This data engineering project aims to migrate a company's on-premises database to Azure, leveraging Azure Data Factory for data ingestion, transformation, and storage. The project will implement a three-stage storage strategy, consisting of bronze, silver, and gold data layers (Medalion architecture). Bronze data will represent raw data extracted from the source database, silver data will undergo data cleansing, transformation, and enrichment, while gold data will serve as the aggregated and standardized data source for Power BI analytics. Azure Databricks will be employed for data transformation tasks.
Link to the documentation: Documentation
- Azure data factory
- Storage Account
- Azure Databricks
- Azure key vault
- Power BI
Migrate data from on-premises database to Azure: Utilize Azure Data Factory to seamlessly transfer data from the on-premises database to Azure storage accounts. Implement a three-stage data storage strategy: Establish a bronze, silver, and gold data layer to handle raw, transformed, and aggregated data, respectively. Leverage Azure Databricks for data transformation: Employ Azure Databricks' Apache Spark engine to perform data cleansing, transformation, and enrichment tasks. Prepare data for Power BI analytics: Ensure that the gold data layer is in a format suitable for loading into Power BI dashboards and reports.
The project will follow a structured methodology, encompassing the following phases:
- Data Assessment and Planning: Thoroughly assess the existing on-premises database, identifying data sources, data volumes, and data quality issues. Plan the data migration process, including data storage locations and transformation strategies.
- Data Ingestion: Utilize Azure Data Factory to establish data pipelines for extracting data from the on-premises database, loading it into Azure storage accounts, and ensuring data consistency and integrity.
- Data Transformation: Employ Azure Databricks to perform data cleansing, transformation, and enrichment tasks within the silver data layer. This may involve data cleansing, data format conversion, data enrichment with external data sources, and data validation.
- Data Storage and Aggregation: Move transformed data from the silver layer to the gold layer, which will serve as the centralized data source for Power BI analytics. Aggregate data to improve performance and reduce data volume.
- Data Quality Monitoring: Establish data quality monitoring processes to ensure the accuracy, consistency, and completeness of data throughout the data lifecycle. Implement alerts and notifications to identify and address data quality issues promptly.
- Power BI Integration: Prepare the gold data layer for loading into Power BI dashboards and reports. Ensure data alignment with Power BI data models and visualizations.
- Data Governance and Security: Implement data governance policies to control access to sensitive data, enforce data quality standards, and adhere to regulatory compliance requirements. Utilize Azure Key Vault to securely store and manage data access credentials.

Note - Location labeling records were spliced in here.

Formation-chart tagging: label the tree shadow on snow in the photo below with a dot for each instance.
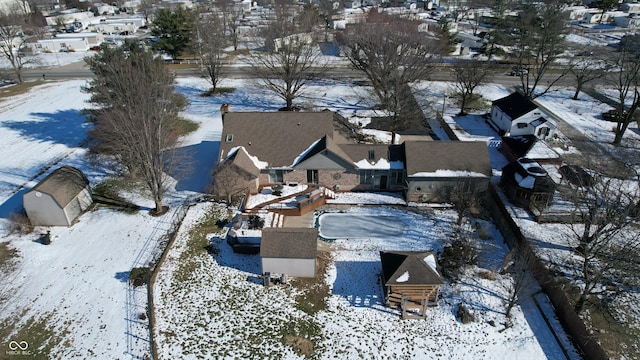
(122, 276)
(248, 263)
(475, 125)
(358, 282)
(67, 127)
(196, 163)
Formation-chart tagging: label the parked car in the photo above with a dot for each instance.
(576, 175)
(519, 72)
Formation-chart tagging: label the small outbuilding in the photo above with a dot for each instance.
(410, 281)
(289, 251)
(527, 184)
(59, 198)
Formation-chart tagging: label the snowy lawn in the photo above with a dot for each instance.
(214, 306)
(74, 291)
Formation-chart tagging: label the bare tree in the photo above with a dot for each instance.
(136, 116)
(626, 68)
(588, 68)
(328, 10)
(147, 8)
(469, 75)
(538, 41)
(287, 60)
(231, 16)
(13, 26)
(392, 52)
(604, 234)
(229, 181)
(210, 43)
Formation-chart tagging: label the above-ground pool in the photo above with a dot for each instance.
(357, 225)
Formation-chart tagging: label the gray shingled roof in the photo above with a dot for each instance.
(275, 137)
(396, 265)
(63, 184)
(297, 243)
(429, 156)
(241, 159)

- Reduced Operational Costs: By migrating data to Azure, the company can eliminate the need for on-premises infrastructure and associated maintenance costs.
- Enhanced Scalability: Azure provides the flexibility to scale data storage and processing capabilities to meet changing business needs.
- Improved Data Availability: Azure's global infrastructure ensures high availability and data durability, minimizing the risk of data loss or downtime.
- Enhanced Data Quality: The three-stage data storage approach facilitates data cleansing, transformation, and aggregation, improving data quality for downstream analysis.
- Accelerated Analytics: Power BI provides a powerful and user-friendly platform for analyzing and visualizing data, enabling informed decision-making.